While additional data is required, the researchers expect the protection against hospitalisation and death in risk groups to be higher than that against symptomatic disease, in line with studies in the general population.

PHE immunisation head Dr Mary Ramsay said: “This real-world data shows for the first time that most people who are clinically vulnerable to Covid-19 still receive high levels of protection after two doses of vaccine.

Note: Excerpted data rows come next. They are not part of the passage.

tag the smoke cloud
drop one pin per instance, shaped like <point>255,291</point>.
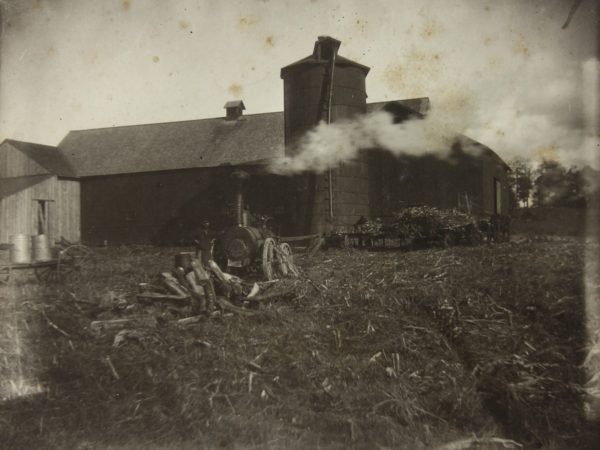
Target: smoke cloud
<point>326,146</point>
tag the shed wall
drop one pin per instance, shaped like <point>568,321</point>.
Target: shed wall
<point>18,212</point>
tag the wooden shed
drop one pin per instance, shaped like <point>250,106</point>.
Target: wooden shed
<point>39,193</point>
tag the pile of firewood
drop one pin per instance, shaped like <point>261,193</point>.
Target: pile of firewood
<point>205,289</point>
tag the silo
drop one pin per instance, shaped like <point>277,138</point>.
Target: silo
<point>325,87</point>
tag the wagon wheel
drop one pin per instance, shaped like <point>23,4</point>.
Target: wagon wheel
<point>47,273</point>
<point>268,258</point>
<point>286,260</point>
<point>75,263</point>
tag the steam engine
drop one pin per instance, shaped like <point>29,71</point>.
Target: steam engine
<point>241,245</point>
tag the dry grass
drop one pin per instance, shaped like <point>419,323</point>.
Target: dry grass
<point>374,349</point>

“It is vital that anyone with an underlying condition gets both doses, especially people with weakened immune systems as they gain so much more benefit from the second dose.”

Age is considered the primary risk factor for adverse outcomes related to Covid-19 but some health conditions also raise the risk of severe infection.

Diabetes, severe asthma, chronic heart, kidney and liver diseases, treatments that deteriorate the immune system, neurological diseases, HIV or chemotherapy are known to increase the risk of hospitalisation or death in Covid-19 patients.

According to modelling analysis by PHE and Cambridge University’s MRC Biostatistics Unit, vaccination prevented 30,300 deaths and 8,151,000 infections, as of 25 June 2021.

In May 2021, a PHE study found that Pfizer-BioNTech and AstraZeneca Covid-19 vaccines were effective against the B.1.617.2 variant of coronavirus first identified in India.